Wyoming Frontier Prison Museum

There’s a pervasive spirit out west that celebrates and immortalizes its scofflaws and outlaws. Josie Morris, a cattle rustler and bootlegger, is even immortalized at Dinosaur National Monument, where her cabin is an interpretive site.

I visited the Wyoming Frontier Prison Museum in Rawlins on a recommendation from Roadside America, which celebrates roadside kitsch. But the experience made me re-examine my breezy attitude. I think it must have been while watching a working model of the Julian Gallows that it happened.

The Julian Gallows

It interests me that even the most strident believer in the death penalty doesn’t want to saddle another human being with DIRECTLY killing another. This is why executioners wore masks and why the killing chambers were automated. Watch this quick video I took about the working model of the Julian Gallows. You’ll see how a little bit of distance could be placed between the executioner and executed — even if just by a bucket of water and series of pulleys.

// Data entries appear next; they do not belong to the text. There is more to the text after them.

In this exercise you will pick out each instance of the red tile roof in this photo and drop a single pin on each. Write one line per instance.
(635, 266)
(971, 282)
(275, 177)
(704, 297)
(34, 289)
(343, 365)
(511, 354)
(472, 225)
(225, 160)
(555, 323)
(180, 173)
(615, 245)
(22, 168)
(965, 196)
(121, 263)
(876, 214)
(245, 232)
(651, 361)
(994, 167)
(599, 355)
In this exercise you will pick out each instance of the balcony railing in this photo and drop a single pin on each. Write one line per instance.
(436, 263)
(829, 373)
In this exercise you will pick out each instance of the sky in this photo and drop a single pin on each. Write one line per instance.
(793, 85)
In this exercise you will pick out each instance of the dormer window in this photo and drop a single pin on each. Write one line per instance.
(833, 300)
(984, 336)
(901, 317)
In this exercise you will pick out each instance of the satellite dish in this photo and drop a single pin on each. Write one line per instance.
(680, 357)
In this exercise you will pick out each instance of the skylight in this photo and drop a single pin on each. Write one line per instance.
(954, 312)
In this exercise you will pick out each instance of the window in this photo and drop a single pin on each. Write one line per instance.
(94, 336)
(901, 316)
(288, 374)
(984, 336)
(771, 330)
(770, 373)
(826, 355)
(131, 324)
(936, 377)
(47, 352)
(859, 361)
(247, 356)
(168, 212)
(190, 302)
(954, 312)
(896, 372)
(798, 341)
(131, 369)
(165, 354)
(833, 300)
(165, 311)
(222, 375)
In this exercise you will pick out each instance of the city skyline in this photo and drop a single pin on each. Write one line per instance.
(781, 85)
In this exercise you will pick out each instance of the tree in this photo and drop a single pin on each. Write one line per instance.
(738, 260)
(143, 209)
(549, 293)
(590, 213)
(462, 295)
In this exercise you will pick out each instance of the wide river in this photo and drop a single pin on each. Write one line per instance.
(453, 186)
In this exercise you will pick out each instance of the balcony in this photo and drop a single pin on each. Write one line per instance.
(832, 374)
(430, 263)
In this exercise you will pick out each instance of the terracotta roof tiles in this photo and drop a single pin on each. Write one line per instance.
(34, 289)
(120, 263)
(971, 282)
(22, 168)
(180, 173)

Here's the outside -- a prettier building than any of my pubic schools

The prison building itself is better looking than any of the public schools I attended. They offer a tour that includes a gas chamber, but I had to choose between taking it and perusing the galleries.

I chose to spend my time looking through the artifacts of prisoner art, and restraint devices like the Oregon Boot (see the video of it and other interesting things here) and read a few stories of prisoners themselves, which fascinated and saddened me. I emerged from the hour or so I spent there a different woman.

Why does our culture celebrate and immortalize crooks like Jesse James, Billy The Kid, Butch Cassidy and The Sundance Kid but send into obscurity saints who raise orphans and nurse the sick? What does this say about ourselves individually?

Privatized prisons

Here’s a story on the privatization of prisons in our country from the PBS news magazine, NOW. I found it to be thoughtful and balanced.

It troubles me that corporate profit interests could inflate our prison population, and skew our social focus. Should we let people rot in prison to satisfy a corporation’s bottom line instead of offering them the human dignity of rehabilitation and an opportunity for release?